BATON ROUGE, La. (WAFB) - “Let’s roll up our sleeves, Louisiana,” said Dr. Courtney Phillips, Louisiana Department of Health (LDH) secretary, Tuesday, Oct. 13 as she got her flu shot at Our Lady of the Lake’s North Baton Rouge Clinic.
Gov. John Bel Edwards is urging Louisiana residents to follow suit and get their flu shots this year. The governor and top health officials with the Louisiana Department of Health (LDH) say with the ongoing COVID-19 pandemic, it’s more important than ever to get your annual flu shot to stay healthy and avoid overwhelming the healthcare system. While the vaccine does not prevent COVID-19, it could help prevent you from getting both viruses at once.
“It’s a good idea to get a flu shot every year, but right now, with the ongoing COVID pandemic, getting your flu shot is even more important. We cannot afford to have a serious flu season on top of the pandemic because we will risk overrunning the ability of our hospitals to deliver healthcare,” Gov. Edwards said. “I encourage all Louisianans who can to get their flu shot sooner rather than later. It is quick and readily available all across Louisiana.”

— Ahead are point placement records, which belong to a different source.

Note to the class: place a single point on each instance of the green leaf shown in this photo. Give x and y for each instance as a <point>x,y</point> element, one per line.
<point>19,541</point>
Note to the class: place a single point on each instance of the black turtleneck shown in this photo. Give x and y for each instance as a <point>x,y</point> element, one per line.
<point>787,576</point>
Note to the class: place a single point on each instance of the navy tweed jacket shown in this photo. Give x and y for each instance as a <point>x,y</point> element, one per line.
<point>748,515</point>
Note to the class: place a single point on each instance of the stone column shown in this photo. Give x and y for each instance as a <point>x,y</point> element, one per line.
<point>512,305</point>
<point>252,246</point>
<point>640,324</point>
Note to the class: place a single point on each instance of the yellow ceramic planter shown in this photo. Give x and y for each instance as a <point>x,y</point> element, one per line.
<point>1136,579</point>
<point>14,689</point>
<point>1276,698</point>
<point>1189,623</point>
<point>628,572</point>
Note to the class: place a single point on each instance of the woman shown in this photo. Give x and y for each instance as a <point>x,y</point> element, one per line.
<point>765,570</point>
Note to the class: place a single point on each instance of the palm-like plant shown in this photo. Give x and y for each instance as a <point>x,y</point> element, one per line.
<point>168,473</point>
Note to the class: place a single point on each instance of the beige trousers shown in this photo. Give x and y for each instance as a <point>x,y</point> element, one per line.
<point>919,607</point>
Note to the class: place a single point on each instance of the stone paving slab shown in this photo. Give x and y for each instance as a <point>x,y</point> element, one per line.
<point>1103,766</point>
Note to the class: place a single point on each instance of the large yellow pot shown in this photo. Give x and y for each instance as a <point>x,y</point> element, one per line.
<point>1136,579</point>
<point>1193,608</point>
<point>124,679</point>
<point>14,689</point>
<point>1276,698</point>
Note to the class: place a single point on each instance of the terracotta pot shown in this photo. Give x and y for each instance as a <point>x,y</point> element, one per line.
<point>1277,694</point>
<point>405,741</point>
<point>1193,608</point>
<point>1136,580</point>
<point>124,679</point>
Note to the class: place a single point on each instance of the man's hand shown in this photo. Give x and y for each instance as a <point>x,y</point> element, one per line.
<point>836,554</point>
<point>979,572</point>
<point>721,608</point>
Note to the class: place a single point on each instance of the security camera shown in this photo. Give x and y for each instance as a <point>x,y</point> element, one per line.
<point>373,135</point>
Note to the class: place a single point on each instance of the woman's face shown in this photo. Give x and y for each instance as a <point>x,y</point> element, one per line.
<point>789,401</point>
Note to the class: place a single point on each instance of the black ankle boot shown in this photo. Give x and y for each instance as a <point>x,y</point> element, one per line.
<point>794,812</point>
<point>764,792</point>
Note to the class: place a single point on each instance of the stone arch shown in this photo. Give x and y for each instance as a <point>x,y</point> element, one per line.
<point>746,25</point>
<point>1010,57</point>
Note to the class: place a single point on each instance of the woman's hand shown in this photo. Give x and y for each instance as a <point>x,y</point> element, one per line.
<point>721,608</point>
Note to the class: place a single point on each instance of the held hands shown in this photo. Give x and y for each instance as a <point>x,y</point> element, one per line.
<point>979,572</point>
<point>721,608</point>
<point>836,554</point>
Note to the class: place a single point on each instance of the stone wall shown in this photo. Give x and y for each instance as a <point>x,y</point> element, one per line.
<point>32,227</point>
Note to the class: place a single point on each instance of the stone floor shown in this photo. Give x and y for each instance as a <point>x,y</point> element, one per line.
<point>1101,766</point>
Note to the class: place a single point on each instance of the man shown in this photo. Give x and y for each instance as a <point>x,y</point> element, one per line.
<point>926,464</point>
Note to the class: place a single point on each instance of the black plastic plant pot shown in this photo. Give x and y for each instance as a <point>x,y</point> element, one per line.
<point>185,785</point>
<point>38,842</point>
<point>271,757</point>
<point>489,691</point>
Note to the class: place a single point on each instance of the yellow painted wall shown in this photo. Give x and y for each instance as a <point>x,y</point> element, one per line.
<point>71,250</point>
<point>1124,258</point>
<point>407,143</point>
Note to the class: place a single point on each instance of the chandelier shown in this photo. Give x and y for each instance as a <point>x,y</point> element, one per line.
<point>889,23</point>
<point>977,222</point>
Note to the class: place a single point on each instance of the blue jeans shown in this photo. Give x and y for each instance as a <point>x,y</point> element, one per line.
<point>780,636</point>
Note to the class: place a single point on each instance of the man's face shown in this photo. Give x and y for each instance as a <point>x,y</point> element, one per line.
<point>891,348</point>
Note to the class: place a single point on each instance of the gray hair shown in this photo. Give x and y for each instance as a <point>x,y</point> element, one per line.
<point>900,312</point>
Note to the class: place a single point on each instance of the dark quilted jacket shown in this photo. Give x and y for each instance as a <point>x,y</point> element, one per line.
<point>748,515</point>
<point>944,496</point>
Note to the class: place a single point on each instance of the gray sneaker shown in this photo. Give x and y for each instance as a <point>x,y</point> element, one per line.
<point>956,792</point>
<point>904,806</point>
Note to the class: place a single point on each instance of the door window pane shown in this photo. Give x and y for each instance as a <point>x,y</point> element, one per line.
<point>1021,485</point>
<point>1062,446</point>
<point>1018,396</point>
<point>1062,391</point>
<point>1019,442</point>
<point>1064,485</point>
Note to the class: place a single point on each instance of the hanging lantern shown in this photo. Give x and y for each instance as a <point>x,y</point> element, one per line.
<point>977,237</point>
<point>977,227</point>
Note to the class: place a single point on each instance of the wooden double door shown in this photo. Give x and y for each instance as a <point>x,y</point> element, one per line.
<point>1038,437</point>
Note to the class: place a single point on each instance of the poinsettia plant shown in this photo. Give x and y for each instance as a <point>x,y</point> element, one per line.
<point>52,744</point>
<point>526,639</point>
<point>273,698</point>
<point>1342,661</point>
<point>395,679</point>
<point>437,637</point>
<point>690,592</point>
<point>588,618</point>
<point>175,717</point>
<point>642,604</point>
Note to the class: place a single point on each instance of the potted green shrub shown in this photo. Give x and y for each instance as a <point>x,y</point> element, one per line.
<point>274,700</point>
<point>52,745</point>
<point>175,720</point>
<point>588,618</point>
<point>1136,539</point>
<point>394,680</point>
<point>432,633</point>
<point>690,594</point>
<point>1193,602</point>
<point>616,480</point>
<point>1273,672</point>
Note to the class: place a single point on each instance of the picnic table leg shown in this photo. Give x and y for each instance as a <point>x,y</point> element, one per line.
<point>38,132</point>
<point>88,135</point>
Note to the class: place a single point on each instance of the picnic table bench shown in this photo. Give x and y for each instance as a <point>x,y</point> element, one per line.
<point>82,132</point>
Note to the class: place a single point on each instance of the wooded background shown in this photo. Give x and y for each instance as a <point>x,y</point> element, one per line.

In Louisiana, the flu typically causes 500 deaths and around 3,000 hospitalizations, but in 2019, there were more than 15,000 hospitalizations and more than 1,600 deaths from the flu. Of those deaths, five were children. Everyone ages 6 months and up should get the flu shot by the end of October.
The Office of Public Health will start its annual flu vaccination drives soon. Flu shots will be offered at no cost. Flu shots are also available at numerous pharmacies and doctor’s offices.
“I get my annual flu shot not only to protect myself but also others, including those who are more vulnerable to serious flu illness,” said Dr. Phillips. “Let’s be good neighbors and roll up our sleeves, Louisiana.”
People should follow the same steps they’ve been practicing to prevent the spread of COVID-19 to prevent the spread of the flu as well. Those steps include:
- Avoid close contact with people who are sick
- If you are sick, stay home and limit contact with others as much as possible to keep from infecting them
- Cover your nose and mouth with a tissue when you cough or sneeze
- Wash your hands often with soap and water. If soap and water are not available, use an alcohol-based hand sanitizer.
- Avoid touching your eyes, nose, and mouth. Germs spread this way.
- Clean and disinfect surfaces and objects that may be contaminated with viruses that cause flu
The flu shot is particularly important for those who may be at a higher risk for complications due to the flu, such as babies and small children, pregnant women, people with chronic health conditions, and those 65 and older.